Im allgemeinen erklären sie uns: „Süß sind die Freuden dieser Welt; wer weiß, was im Jenseits ist?“ Babar, der erste Mogul-Kaiser von Indien, eröffnete seine Trinkgelage mit seinem Lieblingsausspruch: „O Babar, trinke den Becher des Lebens bis zur Neige! Wer weiß, wie lange wir noch sind.“ Dies ist eine epikureische Lebensanschauung – eßt, trinkt und seid fröhlich, denn morgen können wir tot sein.

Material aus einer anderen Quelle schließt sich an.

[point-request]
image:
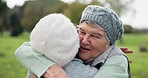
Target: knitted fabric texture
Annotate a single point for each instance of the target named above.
(55, 37)
(106, 18)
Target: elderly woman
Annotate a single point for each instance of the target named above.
(98, 55)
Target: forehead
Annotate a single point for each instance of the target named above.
(91, 28)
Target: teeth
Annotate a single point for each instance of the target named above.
(84, 48)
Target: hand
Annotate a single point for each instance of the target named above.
(55, 71)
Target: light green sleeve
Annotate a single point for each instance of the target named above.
(114, 67)
(32, 60)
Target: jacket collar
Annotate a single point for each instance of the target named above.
(111, 51)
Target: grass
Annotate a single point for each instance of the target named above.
(10, 66)
(140, 63)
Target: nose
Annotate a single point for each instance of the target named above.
(85, 40)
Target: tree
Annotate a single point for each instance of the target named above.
(3, 8)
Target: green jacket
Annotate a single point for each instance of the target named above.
(115, 63)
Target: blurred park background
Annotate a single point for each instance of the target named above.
(16, 24)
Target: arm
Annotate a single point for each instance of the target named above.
(114, 68)
(76, 69)
(32, 60)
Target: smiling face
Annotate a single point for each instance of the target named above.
(93, 41)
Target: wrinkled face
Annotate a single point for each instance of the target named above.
(93, 41)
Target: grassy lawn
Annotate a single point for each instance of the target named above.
(10, 67)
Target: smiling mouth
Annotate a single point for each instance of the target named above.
(85, 48)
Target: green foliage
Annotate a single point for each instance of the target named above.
(140, 63)
(9, 65)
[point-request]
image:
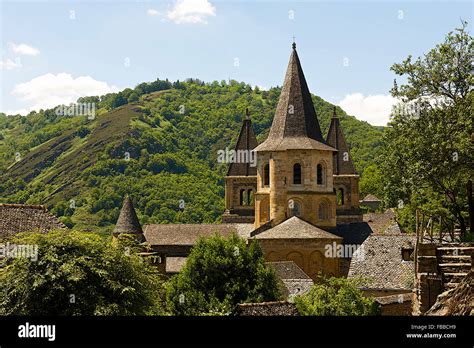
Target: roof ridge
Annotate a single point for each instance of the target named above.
(29, 206)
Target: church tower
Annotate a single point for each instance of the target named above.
(295, 165)
(241, 179)
(346, 180)
(128, 222)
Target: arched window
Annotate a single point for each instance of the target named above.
(297, 174)
(250, 197)
(320, 174)
(340, 196)
(294, 208)
(266, 175)
(243, 197)
(323, 211)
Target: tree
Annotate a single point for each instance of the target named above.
(220, 273)
(428, 146)
(338, 297)
(77, 274)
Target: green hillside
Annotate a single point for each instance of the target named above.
(157, 142)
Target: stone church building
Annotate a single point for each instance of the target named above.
(300, 198)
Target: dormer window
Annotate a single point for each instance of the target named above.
(408, 254)
(297, 174)
(266, 175)
(320, 174)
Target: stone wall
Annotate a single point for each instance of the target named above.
(308, 254)
(272, 202)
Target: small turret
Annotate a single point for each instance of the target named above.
(128, 222)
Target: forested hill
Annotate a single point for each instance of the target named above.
(157, 142)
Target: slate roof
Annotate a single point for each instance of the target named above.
(294, 280)
(295, 125)
(385, 222)
(371, 198)
(337, 140)
(188, 234)
(246, 142)
(379, 261)
(128, 221)
(175, 264)
(16, 218)
(276, 308)
(353, 233)
(295, 228)
(288, 270)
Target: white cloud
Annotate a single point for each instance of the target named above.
(374, 109)
(9, 64)
(191, 11)
(49, 90)
(23, 49)
(152, 12)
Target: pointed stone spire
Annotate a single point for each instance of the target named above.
(247, 141)
(342, 159)
(295, 125)
(128, 220)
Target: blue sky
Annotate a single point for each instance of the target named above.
(56, 51)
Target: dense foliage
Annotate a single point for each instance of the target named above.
(336, 297)
(429, 142)
(77, 273)
(220, 273)
(158, 142)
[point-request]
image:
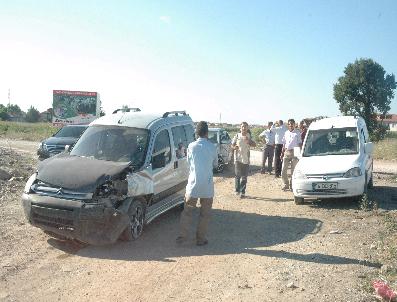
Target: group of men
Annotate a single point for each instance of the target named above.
(279, 142)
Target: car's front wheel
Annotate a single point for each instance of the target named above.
(299, 200)
(136, 214)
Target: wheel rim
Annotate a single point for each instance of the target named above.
(136, 223)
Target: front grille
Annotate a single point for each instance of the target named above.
(55, 149)
(322, 192)
(52, 217)
(45, 189)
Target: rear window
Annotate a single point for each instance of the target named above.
(335, 141)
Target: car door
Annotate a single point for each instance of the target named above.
(164, 175)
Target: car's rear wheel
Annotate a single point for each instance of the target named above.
(221, 165)
(136, 213)
(299, 200)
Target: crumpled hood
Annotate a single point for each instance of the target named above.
(327, 164)
(78, 173)
(60, 140)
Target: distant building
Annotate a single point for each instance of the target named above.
(389, 120)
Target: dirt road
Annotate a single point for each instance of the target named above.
(263, 248)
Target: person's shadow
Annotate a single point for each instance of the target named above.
(230, 232)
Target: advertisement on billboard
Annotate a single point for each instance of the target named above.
(75, 107)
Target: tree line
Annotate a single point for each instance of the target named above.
(364, 90)
(12, 110)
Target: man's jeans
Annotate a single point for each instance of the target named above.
(186, 217)
(240, 180)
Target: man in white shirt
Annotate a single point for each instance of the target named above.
(202, 158)
(291, 140)
(241, 144)
(268, 137)
(279, 131)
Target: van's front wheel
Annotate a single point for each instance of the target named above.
(134, 229)
(299, 200)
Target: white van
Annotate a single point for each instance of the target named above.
(336, 160)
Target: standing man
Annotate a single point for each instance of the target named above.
(279, 131)
(202, 157)
(291, 140)
(241, 144)
(268, 137)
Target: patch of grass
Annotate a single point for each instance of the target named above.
(386, 148)
(366, 204)
(26, 131)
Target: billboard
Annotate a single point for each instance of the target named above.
(75, 107)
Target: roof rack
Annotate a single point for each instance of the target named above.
(127, 110)
(176, 113)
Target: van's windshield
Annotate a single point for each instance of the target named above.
(335, 141)
(113, 143)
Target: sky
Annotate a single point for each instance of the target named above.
(221, 61)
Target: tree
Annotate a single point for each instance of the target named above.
(3, 113)
(14, 109)
(365, 90)
(33, 115)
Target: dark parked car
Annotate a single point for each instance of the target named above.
(55, 144)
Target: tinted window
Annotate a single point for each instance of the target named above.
(336, 141)
(180, 141)
(162, 146)
(189, 133)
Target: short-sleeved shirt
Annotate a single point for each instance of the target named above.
(279, 134)
(292, 139)
(269, 136)
(202, 158)
(242, 154)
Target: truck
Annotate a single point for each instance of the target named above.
(75, 107)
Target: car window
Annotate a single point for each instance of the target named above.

Es ist also die eine Art, das Leben zu verstehen. Die andere ist den Weisen und Sehern eigen. Sie sprechen nicht von der Ebene des Intellekts. Sie halten keine philosophischen Vorträge, sind jedoch sehr gute Beobachter. Sie sprechen von der Ebene des gesunden Menschenverstandes. Sie sehen die Welt in ständig wechselnden Farben dahintreiben und blicken auf unsere erbärmliche Lage; aus der Qual ihres Herzens rufen sie uns mit lauter Stimme zu, da halt zu machen, wo wir stehen.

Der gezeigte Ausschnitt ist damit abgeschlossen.